To be sane is an extraordinarily difficult thing in a world of insanity, in a world in which people are mentally ill. Think of the absurdity of the churches with their dogmas and beliefs – not only the Christian belief but the Hindu, Islamic and Buddhist beliefs, which millions of people cherish. It is all ill health, mental illness born of fear. You might sneer at the dogma the Catholics believe in, for example that the Virgin Mary went physically to heaven. You say, ‘What absurdity!’ But you have your own forms of absurdity, so don’t brush it aside. We know the causes of it. We know the extraordinary subtleties of it. By considering one fear, the fear of death, the fear of the neighbour, the fear of your wife or husband dominating over you, will that open the door? That is all that matters – not how to be free of it; because the moment you open the door, fear is completely wiped away.

Krishnamurti in Bombay 1961, Discussion

QUESTION: What is a lasting way to solve a psychological problem?

KRISHNAMURTI: There are three stages of awareness, are there not, in any human problem? First, being aware of the cause and effect of the problem; second, being aware of its dual or contradictory process; and third, being aware of self and experiencing the thinker and thought as one.
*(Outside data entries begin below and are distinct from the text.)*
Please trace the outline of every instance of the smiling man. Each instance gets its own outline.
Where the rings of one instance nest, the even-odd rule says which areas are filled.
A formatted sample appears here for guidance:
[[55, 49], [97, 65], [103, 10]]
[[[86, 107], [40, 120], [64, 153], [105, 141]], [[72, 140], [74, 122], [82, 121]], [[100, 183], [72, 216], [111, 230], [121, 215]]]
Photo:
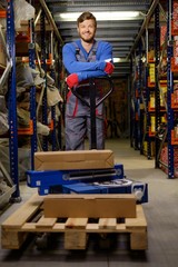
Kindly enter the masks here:
[[[112, 47], [106, 41], [95, 39], [97, 20], [90, 12], [83, 12], [77, 20], [80, 39], [67, 43], [62, 49], [63, 65], [69, 73], [66, 82], [69, 88], [66, 106], [66, 150], [85, 149], [86, 135], [90, 140], [90, 111], [70, 90], [79, 87], [78, 92], [89, 101], [89, 78], [105, 77], [113, 71]], [[97, 93], [97, 98], [99, 93]], [[105, 148], [102, 105], [96, 109], [97, 149]]]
Take any problem that you have: for example, anger. Be aware of its cause, physiological and psychological. Anger may arise from nervous tiredness and tension; it may arise from certain conditioning of thought-feeling, fear, dependence or craving for security, and so on; it may arise through bodily and emotional pain. Many of us are aware of the conflict of the opposites, but because of pain or disturbance due to conflict, we instinctively seek to be rid of it violently or in varieties of subtle ways. We are concerned with escaping from the struggle rather than with understanding it. This desire to be rid of the conflict gives strength to its continuity, and so maintains contradiction. It is this desire that must be watched and understood. Yet it is difficult to be alertly passive in the conflict of duality; we condemn or justify, compare or identify; so we are ever choosing sides and thus maintaining the cause of conflict. To be choicelessly aware of the conflict of duality is arduous, but it is essential if you would transcend the problem.
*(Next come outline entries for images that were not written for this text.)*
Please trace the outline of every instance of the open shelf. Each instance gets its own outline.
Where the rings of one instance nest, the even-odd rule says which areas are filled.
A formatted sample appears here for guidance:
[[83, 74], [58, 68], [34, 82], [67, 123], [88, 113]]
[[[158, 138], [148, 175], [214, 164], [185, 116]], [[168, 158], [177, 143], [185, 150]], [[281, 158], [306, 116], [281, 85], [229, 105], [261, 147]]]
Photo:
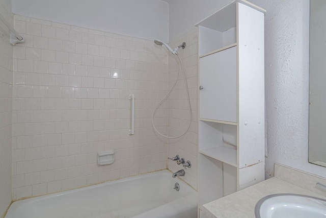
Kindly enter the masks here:
[[199, 153], [235, 167], [237, 166], [236, 149], [231, 148], [227, 144], [217, 148], [199, 150]]
[[211, 55], [212, 54], [214, 53], [216, 53], [216, 52], [222, 52], [223, 50], [226, 50], [228, 49], [230, 49], [230, 47], [234, 47], [235, 46], [236, 46], [237, 45], [237, 43], [236, 42], [235, 43], [233, 43], [231, 44], [229, 44], [228, 45], [227, 45], [226, 46], [224, 46], [223, 47], [221, 47], [221, 49], [216, 49], [216, 50], [214, 50], [212, 52], [209, 52], [208, 53], [206, 54], [204, 54], [204, 55], [201, 55], [200, 56], [199, 56], [199, 58], [202, 58], [203, 57], [205, 56], [207, 56], [207, 55]]
[[224, 120], [217, 120], [216, 119], [205, 119], [204, 118], [200, 118], [199, 120], [202, 121], [206, 121], [207, 122], [217, 123], [218, 124], [228, 124], [229, 125], [233, 126], [237, 126], [238, 125], [237, 123], [235, 122], [229, 122], [228, 121]]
Krishnamurti in Ojai 1945, Talk 5

Total Harmony in the Mind

Dreams are a continuation of your daily activity, the daily movement of thought, daily anxiety, the daily sense of loneliness, anxiety and fear. The same movement goes on while you are asleep, in the form of symbols. If you observe your daily life, which is confused, which is dependent psychologically, which has so many hurts, you see this continues while asleep. Would you have dreams if, during the day, you had order in your life? Order being the observation of disorder, not an artificial order created by society, by fear or by religious sanctions, or by what you think is order, which becomes mechanical.
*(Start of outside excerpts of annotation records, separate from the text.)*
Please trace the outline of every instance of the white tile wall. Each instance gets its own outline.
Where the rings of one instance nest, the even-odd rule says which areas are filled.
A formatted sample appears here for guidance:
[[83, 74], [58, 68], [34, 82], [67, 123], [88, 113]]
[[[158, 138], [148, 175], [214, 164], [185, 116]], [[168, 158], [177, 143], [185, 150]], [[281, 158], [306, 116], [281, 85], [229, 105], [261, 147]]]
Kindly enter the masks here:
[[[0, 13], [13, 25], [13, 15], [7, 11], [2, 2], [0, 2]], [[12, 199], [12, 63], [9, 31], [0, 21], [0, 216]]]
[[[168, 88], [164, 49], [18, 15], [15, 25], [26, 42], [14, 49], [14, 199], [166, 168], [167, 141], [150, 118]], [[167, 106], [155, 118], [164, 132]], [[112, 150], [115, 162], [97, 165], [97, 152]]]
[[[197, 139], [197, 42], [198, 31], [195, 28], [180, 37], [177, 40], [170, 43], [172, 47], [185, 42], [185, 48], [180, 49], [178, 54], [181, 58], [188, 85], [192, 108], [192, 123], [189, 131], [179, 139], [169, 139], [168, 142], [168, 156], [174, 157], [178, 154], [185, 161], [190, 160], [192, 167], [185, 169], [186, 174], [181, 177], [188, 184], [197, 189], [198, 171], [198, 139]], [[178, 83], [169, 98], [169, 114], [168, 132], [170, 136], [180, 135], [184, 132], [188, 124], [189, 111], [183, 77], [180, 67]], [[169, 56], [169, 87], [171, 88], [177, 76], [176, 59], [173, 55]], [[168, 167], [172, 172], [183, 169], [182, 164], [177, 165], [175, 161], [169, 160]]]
The brain can only function when it is completely secure. You can find security in some kind of neurotic belief or neurotic activity, or a neurotic state. True security comes into being when there is total order in your life. That total order can only take place when you have observed very closely the disorder in which you live, psychologically as well as physically. When there is total order, there may be superficial, meaningless dreams that have no value at all, but the mind is totally rested and wakes up fresh and clear.

When you sleep in total order, that means total harmony in the mind, the body and the heart. When there is total harmony, the mind rejuvenates itself in sleep, becoming young, fresh, and innocent. Innocence means a mind that can never be hurt. Only such a mind is in complete harmony, and only such a mind can understand that which is immeasurable.